Jul
7

Could You be Killing Yourself With Poor Dental Hygiene?

File under: Gingivitis Periodontitis Gum Disease Heart Disease
by: Dr. Jay Hazen

Save your heart by brushing and flossing

We’ve all seen a smile that appears to be rotting away. But did you know that could also indicate a rotting body? Numerous studies have shown that poor dental hygiene can affect us in several ways beyond our mouths - even leading to death in some cases.


It’s easy to give our mouths less attention than they deserve. First you miss a night of brushing. Then you give up flossing. After all, what’s the worst that could happen?

As it turns out, the worst is much more serious than bleeding gums and yellow - or even missing - teeth. Bacteria and compounds propagate in dirty mouths. Once produced, these antibodies can travel throughout our bodies by hitching rides through the bloodstream or climbing through our nerves.

At that point, issues can evolve beyond dental problems. Research suggests poor dental hygiene can lead - or is at least linked - to at least three serious illnesses outside the mouth.

3 Serious Diseases That Could Come From a Dirty Mouth

1. Alzheimer’s disease - In 2010, during a small, but convincing NYU research study, scientists found a link between inflamed gums and Alzheimer’s disease.

When comparing cognitive function between 50- and 70-year-olds, the team found that gum disease at the age of 70 was strongly associated with poor cognitive function. Moreover, participants with inflamed gums were nine times more likely to score lower on a cognitive test known as the “digit symbol test” (DST).

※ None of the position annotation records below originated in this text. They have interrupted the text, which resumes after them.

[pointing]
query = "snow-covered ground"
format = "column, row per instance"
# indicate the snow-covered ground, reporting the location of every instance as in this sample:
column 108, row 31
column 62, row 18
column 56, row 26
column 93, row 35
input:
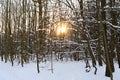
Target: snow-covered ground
column 62, row 71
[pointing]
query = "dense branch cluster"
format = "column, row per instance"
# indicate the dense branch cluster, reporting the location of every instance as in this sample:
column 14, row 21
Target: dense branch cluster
column 27, row 31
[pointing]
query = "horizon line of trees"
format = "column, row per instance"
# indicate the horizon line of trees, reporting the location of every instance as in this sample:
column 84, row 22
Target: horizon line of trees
column 27, row 30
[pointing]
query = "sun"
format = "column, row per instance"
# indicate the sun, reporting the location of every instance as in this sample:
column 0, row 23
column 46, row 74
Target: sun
column 61, row 29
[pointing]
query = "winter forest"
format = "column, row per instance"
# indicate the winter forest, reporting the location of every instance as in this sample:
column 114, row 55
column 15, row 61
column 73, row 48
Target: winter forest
column 60, row 31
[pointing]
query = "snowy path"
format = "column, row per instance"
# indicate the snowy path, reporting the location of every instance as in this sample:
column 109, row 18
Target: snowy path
column 62, row 71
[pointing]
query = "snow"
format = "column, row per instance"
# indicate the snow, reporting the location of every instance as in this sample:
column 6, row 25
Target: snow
column 62, row 71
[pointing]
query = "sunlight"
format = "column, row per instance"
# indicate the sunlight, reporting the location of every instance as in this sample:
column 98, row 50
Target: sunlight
column 61, row 29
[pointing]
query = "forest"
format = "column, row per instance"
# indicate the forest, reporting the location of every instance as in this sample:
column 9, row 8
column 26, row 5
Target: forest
column 61, row 30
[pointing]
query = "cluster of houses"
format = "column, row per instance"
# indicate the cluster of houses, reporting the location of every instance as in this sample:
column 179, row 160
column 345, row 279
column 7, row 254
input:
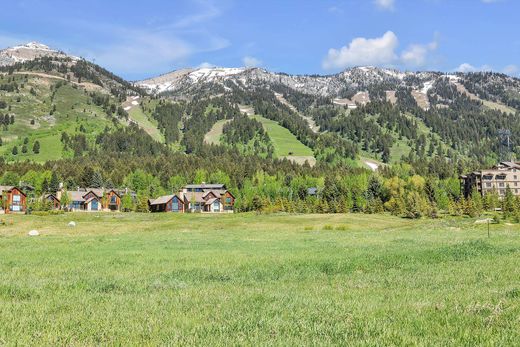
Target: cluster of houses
column 204, row 198
column 494, row 180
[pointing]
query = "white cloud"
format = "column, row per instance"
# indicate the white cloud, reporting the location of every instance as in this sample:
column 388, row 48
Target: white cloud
column 251, row 61
column 205, row 65
column 207, row 12
column 387, row 5
column 511, row 70
column 363, row 51
column 417, row 55
column 466, row 67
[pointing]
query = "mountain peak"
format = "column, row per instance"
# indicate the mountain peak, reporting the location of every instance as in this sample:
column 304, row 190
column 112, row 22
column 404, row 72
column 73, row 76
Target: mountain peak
column 25, row 52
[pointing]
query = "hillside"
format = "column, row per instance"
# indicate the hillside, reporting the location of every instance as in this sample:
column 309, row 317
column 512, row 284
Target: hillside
column 389, row 115
column 361, row 114
column 53, row 105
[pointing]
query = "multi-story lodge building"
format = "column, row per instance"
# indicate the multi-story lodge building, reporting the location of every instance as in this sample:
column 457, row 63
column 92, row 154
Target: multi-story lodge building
column 497, row 179
column 212, row 198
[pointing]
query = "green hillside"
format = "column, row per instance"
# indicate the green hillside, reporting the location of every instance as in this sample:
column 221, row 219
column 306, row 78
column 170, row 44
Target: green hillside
column 285, row 143
column 43, row 108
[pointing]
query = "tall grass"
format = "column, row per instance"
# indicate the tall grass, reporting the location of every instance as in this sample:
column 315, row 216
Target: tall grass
column 257, row 280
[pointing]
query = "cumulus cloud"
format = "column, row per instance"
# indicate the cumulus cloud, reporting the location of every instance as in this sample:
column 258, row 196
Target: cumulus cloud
column 511, row 70
column 416, row 55
column 466, row 67
column 206, row 65
column 387, row 5
column 251, row 61
column 363, row 51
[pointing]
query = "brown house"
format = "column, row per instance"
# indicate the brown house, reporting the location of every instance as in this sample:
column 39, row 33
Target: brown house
column 205, row 198
column 54, row 201
column 13, row 199
column 494, row 180
column 112, row 200
column 167, row 203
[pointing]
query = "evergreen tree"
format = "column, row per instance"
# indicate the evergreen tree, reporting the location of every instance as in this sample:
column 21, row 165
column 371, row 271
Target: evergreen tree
column 508, row 203
column 127, row 203
column 97, row 180
column 36, row 147
column 54, row 184
column 65, row 200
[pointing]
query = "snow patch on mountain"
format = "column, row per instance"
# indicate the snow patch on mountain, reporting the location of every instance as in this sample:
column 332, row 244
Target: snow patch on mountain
column 28, row 51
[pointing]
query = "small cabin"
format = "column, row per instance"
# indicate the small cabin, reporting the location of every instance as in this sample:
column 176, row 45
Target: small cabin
column 167, row 203
column 13, row 199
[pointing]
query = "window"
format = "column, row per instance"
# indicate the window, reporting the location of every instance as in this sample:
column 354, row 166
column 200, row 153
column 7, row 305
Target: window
column 175, row 204
column 216, row 206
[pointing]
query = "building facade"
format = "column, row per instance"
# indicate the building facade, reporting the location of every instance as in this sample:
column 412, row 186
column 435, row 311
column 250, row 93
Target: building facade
column 204, row 198
column 13, row 199
column 495, row 180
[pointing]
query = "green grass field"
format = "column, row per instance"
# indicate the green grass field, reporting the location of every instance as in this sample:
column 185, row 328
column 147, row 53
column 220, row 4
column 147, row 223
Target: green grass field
column 243, row 279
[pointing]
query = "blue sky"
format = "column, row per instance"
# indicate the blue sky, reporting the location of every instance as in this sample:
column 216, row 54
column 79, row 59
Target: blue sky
column 142, row 39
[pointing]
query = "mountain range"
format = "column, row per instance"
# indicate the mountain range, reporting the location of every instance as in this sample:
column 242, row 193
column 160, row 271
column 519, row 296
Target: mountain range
column 383, row 115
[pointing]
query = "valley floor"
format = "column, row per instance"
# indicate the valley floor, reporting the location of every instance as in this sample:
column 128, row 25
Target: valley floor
column 134, row 279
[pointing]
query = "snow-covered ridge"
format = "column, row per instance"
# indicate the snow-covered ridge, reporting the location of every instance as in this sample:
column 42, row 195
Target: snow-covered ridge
column 28, row 51
column 32, row 45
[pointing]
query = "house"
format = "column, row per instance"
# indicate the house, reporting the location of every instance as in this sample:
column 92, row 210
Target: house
column 84, row 200
column 13, row 199
column 213, row 198
column 53, row 201
column 167, row 203
column 112, row 200
column 497, row 179
column 206, row 198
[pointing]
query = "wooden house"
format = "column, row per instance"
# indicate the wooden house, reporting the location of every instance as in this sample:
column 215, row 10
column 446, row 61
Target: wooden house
column 53, row 201
column 204, row 198
column 167, row 203
column 13, row 199
column 112, row 200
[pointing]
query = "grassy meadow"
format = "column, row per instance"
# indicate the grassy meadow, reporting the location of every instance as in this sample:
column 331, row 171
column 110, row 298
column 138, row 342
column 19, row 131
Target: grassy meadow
column 244, row 279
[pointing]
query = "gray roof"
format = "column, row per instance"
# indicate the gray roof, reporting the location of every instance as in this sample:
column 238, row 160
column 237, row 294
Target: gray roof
column 312, row 191
column 6, row 188
column 76, row 195
column 510, row 164
column 161, row 200
column 206, row 186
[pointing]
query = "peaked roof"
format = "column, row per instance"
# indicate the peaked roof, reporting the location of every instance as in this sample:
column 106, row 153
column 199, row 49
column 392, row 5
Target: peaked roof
column 206, row 186
column 9, row 188
column 163, row 199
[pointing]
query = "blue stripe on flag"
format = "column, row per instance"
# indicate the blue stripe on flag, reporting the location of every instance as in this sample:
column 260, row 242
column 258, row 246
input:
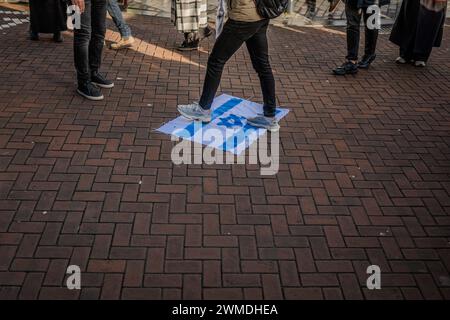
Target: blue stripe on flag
column 239, row 137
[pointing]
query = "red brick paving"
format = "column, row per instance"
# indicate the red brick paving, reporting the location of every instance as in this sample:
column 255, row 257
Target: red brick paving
column 364, row 176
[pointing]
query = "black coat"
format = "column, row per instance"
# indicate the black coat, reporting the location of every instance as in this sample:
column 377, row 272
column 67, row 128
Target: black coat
column 417, row 24
column 367, row 3
column 48, row 16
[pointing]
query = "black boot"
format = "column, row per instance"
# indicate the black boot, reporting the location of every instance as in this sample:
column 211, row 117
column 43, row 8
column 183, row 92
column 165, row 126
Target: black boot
column 191, row 42
column 366, row 61
column 57, row 37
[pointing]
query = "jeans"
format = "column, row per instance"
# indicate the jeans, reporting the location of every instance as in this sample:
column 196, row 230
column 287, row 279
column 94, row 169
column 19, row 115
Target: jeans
column 353, row 22
column 89, row 39
column 234, row 34
column 117, row 16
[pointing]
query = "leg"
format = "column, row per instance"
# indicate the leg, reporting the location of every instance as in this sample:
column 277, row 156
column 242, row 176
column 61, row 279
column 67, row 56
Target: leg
column 98, row 25
column 259, row 53
column 117, row 16
column 353, row 22
column 229, row 41
column 81, row 41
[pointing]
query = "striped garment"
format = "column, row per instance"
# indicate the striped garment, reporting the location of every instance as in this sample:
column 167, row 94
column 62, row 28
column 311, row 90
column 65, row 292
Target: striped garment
column 189, row 15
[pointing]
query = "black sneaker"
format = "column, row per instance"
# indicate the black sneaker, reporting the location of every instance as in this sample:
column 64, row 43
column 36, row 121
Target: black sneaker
column 33, row 36
column 89, row 91
column 346, row 68
column 57, row 37
column 366, row 61
column 189, row 45
column 99, row 80
column 333, row 5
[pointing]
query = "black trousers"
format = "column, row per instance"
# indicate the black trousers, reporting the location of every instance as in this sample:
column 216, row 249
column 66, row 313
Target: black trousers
column 354, row 14
column 89, row 39
column 234, row 34
column 48, row 16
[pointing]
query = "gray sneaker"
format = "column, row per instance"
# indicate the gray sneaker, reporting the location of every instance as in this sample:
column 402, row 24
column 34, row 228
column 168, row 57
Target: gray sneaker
column 261, row 121
column 195, row 112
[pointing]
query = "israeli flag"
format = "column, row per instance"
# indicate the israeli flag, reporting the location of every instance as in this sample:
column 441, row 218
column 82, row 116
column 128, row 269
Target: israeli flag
column 228, row 129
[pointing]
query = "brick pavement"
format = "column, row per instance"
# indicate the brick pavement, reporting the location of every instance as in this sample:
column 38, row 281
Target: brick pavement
column 364, row 176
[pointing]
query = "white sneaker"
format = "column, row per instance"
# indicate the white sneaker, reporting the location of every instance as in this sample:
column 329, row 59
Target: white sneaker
column 193, row 111
column 123, row 43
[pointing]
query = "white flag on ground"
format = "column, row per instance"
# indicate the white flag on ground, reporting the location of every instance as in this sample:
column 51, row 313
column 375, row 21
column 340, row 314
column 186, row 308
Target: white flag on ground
column 221, row 12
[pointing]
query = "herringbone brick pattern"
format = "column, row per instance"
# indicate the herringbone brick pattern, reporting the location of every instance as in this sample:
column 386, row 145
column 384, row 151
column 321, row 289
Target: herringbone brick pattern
column 364, row 176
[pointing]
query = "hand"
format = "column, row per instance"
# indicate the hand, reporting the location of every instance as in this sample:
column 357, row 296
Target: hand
column 80, row 4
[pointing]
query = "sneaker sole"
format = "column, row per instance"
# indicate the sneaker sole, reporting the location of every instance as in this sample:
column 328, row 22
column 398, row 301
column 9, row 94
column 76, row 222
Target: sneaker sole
column 90, row 97
column 188, row 49
column 104, row 86
column 121, row 47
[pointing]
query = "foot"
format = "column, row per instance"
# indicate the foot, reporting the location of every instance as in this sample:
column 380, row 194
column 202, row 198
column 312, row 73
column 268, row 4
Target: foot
column 208, row 31
column 189, row 45
column 420, row 64
column 346, row 68
column 333, row 5
column 310, row 13
column 89, row 91
column 125, row 42
column 57, row 37
column 366, row 61
column 260, row 121
column 195, row 112
column 99, row 80
column 401, row 60
column 33, row 36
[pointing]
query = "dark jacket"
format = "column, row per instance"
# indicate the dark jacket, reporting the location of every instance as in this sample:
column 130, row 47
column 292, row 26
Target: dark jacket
column 416, row 24
column 367, row 3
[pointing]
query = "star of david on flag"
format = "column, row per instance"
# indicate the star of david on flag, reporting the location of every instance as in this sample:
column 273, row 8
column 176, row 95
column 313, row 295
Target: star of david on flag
column 228, row 122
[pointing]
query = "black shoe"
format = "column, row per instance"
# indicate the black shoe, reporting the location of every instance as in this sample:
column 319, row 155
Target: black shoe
column 346, row 68
column 189, row 45
column 366, row 61
column 57, row 37
column 99, row 80
column 33, row 36
column 89, row 91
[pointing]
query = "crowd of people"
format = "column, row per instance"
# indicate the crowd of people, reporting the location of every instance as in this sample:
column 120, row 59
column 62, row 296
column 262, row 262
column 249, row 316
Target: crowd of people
column 417, row 29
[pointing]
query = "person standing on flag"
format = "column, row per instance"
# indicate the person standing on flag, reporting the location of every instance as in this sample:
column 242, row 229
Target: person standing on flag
column 244, row 25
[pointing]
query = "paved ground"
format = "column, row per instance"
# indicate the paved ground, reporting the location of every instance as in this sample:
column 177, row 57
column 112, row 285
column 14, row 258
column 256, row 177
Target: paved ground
column 364, row 176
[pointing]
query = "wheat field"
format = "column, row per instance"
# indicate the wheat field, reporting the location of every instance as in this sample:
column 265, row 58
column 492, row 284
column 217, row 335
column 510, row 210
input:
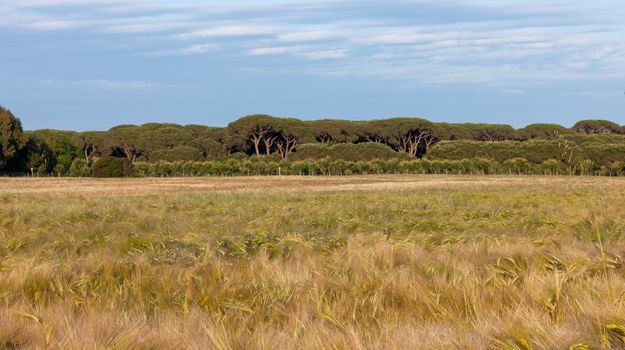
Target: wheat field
column 378, row 262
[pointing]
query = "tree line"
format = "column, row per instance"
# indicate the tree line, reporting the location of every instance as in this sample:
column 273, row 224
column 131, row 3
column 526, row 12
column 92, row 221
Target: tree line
column 69, row 152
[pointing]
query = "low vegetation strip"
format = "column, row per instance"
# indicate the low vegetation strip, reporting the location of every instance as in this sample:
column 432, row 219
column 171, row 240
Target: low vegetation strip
column 496, row 262
column 266, row 145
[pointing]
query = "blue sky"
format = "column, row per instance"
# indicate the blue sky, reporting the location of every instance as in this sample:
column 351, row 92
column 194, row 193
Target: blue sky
column 89, row 65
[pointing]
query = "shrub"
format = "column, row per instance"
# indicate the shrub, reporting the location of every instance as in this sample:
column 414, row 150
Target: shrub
column 79, row 168
column 348, row 151
column 112, row 167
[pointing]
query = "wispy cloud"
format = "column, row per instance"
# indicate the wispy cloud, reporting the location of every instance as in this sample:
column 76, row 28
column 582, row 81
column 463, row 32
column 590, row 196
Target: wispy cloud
column 228, row 30
column 456, row 41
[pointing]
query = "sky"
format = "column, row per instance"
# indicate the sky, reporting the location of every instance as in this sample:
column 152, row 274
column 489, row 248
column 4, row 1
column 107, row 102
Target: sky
column 94, row 64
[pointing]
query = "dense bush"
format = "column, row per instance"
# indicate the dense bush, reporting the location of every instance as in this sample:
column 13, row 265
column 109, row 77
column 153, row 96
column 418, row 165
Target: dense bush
column 112, row 167
column 327, row 166
column 535, row 151
column 347, row 151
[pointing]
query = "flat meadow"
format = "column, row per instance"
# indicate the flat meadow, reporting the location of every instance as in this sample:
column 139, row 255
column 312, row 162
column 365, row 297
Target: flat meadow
column 363, row 262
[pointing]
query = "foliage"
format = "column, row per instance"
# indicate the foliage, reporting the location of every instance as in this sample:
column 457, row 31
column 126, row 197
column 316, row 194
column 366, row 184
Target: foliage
column 112, row 167
column 11, row 138
column 597, row 127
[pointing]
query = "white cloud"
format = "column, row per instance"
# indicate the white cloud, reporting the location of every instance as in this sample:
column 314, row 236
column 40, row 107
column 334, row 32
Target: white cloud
column 261, row 51
column 228, row 30
column 306, row 36
column 324, row 54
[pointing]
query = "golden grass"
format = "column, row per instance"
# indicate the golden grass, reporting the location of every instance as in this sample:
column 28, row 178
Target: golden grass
column 349, row 263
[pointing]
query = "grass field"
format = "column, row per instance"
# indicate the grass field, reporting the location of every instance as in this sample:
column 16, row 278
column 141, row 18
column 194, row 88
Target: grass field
column 321, row 262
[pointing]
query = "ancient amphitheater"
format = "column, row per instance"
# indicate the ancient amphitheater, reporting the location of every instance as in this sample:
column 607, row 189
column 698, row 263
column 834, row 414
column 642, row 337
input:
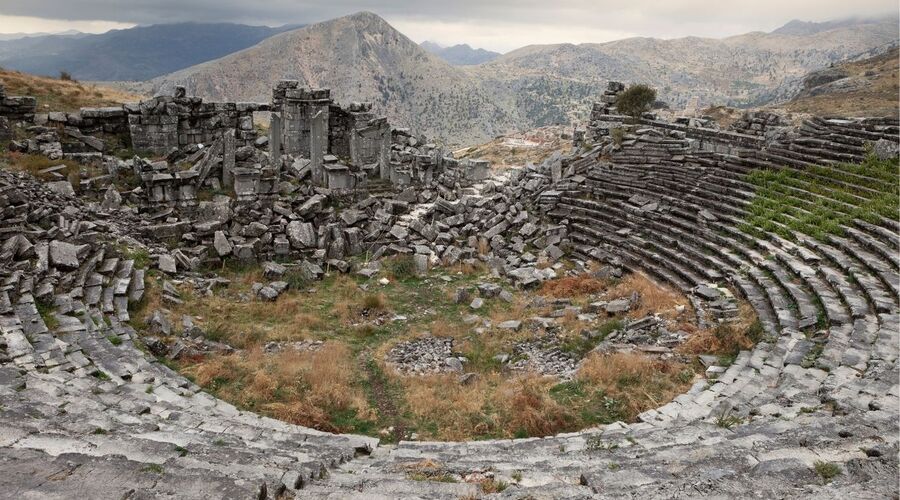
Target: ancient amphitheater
column 87, row 412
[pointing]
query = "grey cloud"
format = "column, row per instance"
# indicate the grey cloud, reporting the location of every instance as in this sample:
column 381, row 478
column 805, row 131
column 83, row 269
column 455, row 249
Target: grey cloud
column 645, row 17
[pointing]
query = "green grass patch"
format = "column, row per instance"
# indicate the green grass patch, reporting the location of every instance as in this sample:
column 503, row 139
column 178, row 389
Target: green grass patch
column 826, row 470
column 820, row 201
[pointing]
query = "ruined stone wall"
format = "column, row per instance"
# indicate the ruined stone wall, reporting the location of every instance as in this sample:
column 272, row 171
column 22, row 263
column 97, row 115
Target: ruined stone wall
column 164, row 123
column 357, row 135
column 17, row 108
column 109, row 120
column 300, row 110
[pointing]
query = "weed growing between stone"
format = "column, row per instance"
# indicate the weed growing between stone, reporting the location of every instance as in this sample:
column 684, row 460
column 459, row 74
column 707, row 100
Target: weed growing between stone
column 321, row 354
column 821, row 201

Years later, another group of scientists - this time from the UK - expanded on their predecessors’ findings by comparing brain samples of 10 living patients who did and did not have the disease. Their analysis showed a bacterium (Porphyromonas gingivalis) only existed in the samples from patients with Alzheimer’s.

It’s believed this memory-attacking bacteria travels from the mouth to the brain in two ways: Directly through the nerves, or through the bloodstream each time a patient with bleeding gums cleans their teeth (or even chews their food).

2. Pancreatic cancer - In 2007, a Harvard research team reported finding a strong link between gum disease, specifically periodontal disease, and pancreatic cancer.

Periodontal disease usually comes from gingivitis, or other bacteria, and attacks the tissue surrounding the tooth. This often leads to bone or tooth loss.

Drawing on data from previous studies on gum disease, the Harvard researchers found men with gum disease were 64 percent more likely to have pancreatic cancer than men with healthy gums. Of the same sample, men with recent tooth loss were at the greatest risk for pancreatic cancer.

Despite this evidence, studies have not been able to prove whether periodontitis is a cause or effect of pancreatic cancer - just that the two are linked.

3. Heart disease - Research into this relationship came from a collaboration between researchers at the University of Bristol in the UK and the Royal College of Surgeons in Ireland. They found that people with bleeding gums might be at a higher risk for heart disease.

The reason why again has to do with bacteria’s ability to travel through the bloodstream. Except this time, rather than traveling up towards the brain, they travel downward towards the heart, sticking to platelets, which can form dangerous heart attack-inducing blood clots.

There are more than 700 different types of bacteria in our mouths, according to Dr. Steve Kerrigan from the Royal College of Surgeons, making our mouths the dirtiest place in the human body. This is especially concerning when you consider bacterial infections are a high independent risk factor for heart attacks.

Tonight - whether or not you’re a habitual flosser - give them a floss. If they bleed, realize that it’s not just your mouth that’s suffering, but your entire body. Fortunately, saving your life could be as easy as a small habit change.